By Diego Oré and Frank Jack Daniel
MEXICO CITY (Reuters) – Mexico’s president on Friday promised to clean up the armed forces but backed its current leadership after the arrest of a former defense minister on U.S drug charges, which he called evidence some of his predecessors were “mafiosi.”
The stunning detention in Los Angeles of Salvador Cienfuegos, defense minister until 2018, took Mexico’s security establishment by surprise, senior federal sources said. U.S. authorities did not warn their counterparts of the operation.
The fall of Cienfuegos marks the first time a former defense minister has been arrested, and will have far reaching implications for Mexico’s drug war, which has been led by the armed forces for more than a decade.
President Andres Manuel Lopez Obrador pledged to suspend anyone inside his government implicated in the charges
“We won’t cover up for anybody,” he said, before voicing fulsome support for Cienfuegos’ successor at the head of the army and his counterpart in the navy, noting that he had personally vetted them for honesty.
Under Lopez Obrador, the armed forces have taken on more responsibility, including establishing a militarized national police force, overseeing port security and working on infrastructure projects.
The arrest comes less than three weeks before the U.S. presidential election. President Donald Trump, seeking a second term, has made clamping down on drug cartels a priority, though without major progress since he took office in 2017.
Some Mexican officials were privately shocked at the detention of Cienfuegos in Los Angeles airport, worrying it was an unprecedented U.S. intervention against a symbol of Mexican national security.
“It was totally unexpected, I never saw this coming, never, never,” said a senior police source.
Lopez Obrador quickly incorporated the arrest into his narrative that predecessors had presided over a debilitating increase in corruption in Mexico, which for years has been convulsed by often horrific levels of drug gang violence.
“If we’re not talking about a narco state, one can certainly talk about a narco government, and without doubt, about a government of mafiosi,” Lopez Obrador said.
“We’re cleaning up, purifying public life.”
‘WE’RE CLEANING UP’
Mexican Foreign Minister Marcelo Ebrard said he had received word from the Mexican consulate in Los Angeles that Cienfuegos, 72, was facing five counts of drug charges and would be transferred from Los Angeles to New York.
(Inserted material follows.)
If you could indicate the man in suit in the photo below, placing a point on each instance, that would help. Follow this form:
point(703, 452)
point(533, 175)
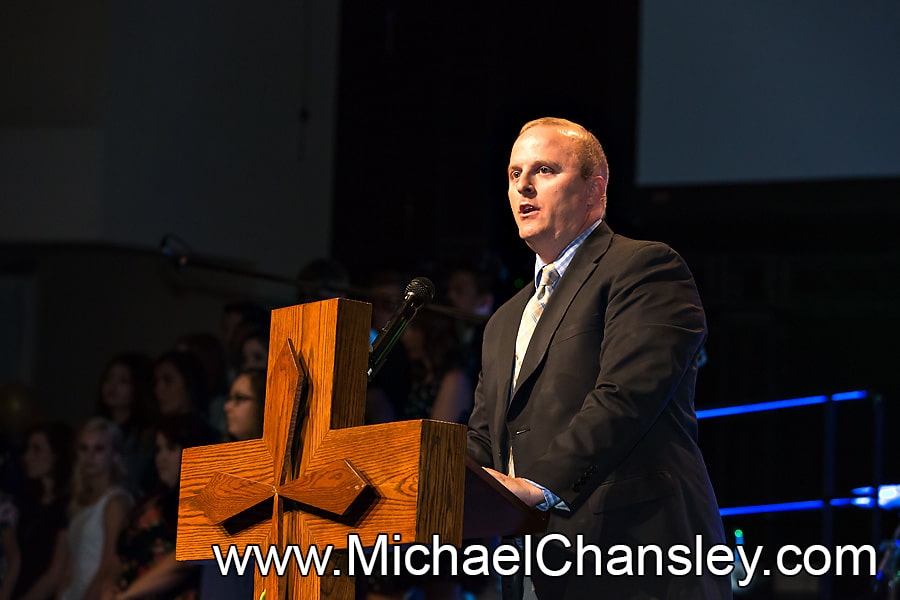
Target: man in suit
point(591, 416)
Sources earlier told Reuters that one of the charges related to money laundering.
Lopez Obrador said he only heard about the arrest after the event, though he noted that Mexico’s ambassador to the United States, Martha Barcena, had informed him about two weeks ago that there was talk of an investigation involving Cienfuegos.
There had been no open probe in Mexico on Cienfuegos and his arrest was linked to the case against Genaro Garcia Luna, Mexico’s security minister from 2006-2012, who Lopez Obrador said.
Garcia Luna is on trial in New York charged with accepting millions of dollars in bribes from captured kingpin Joaquin “El Chapo” Guzman’s Sinaloa Cartel, which he was meant to fight.
Like Garcia Luna, Cienfuegos had been a major figure in Mexico’s drug war, which has claimed hundreds of thousands of lives over the past two decades.
Under Cienfuegos, the army was accused of extrajudicial killings, including the June 2014 Tlatlaya massacre in central Mexico, where 22 drug gang members were shot dead.
A tall, imposing man, Cienfuegos fought to shield the army from potentially embarrassing investigations.
They included the kidnapping and suspected massacre of 43 student teachers in September 2014 in the city of Iguala by drug gang members in cahoots with corrupt police. Last month arrest warrants were issued in Mexico for soldiers linked to the case.
Mexico’s armed forces are generally perceived as less prone to corruption than the police. However, that image has been gradually corroded since former president Felipe Calderon first sent in the military to fight the gangs at the end of 2006.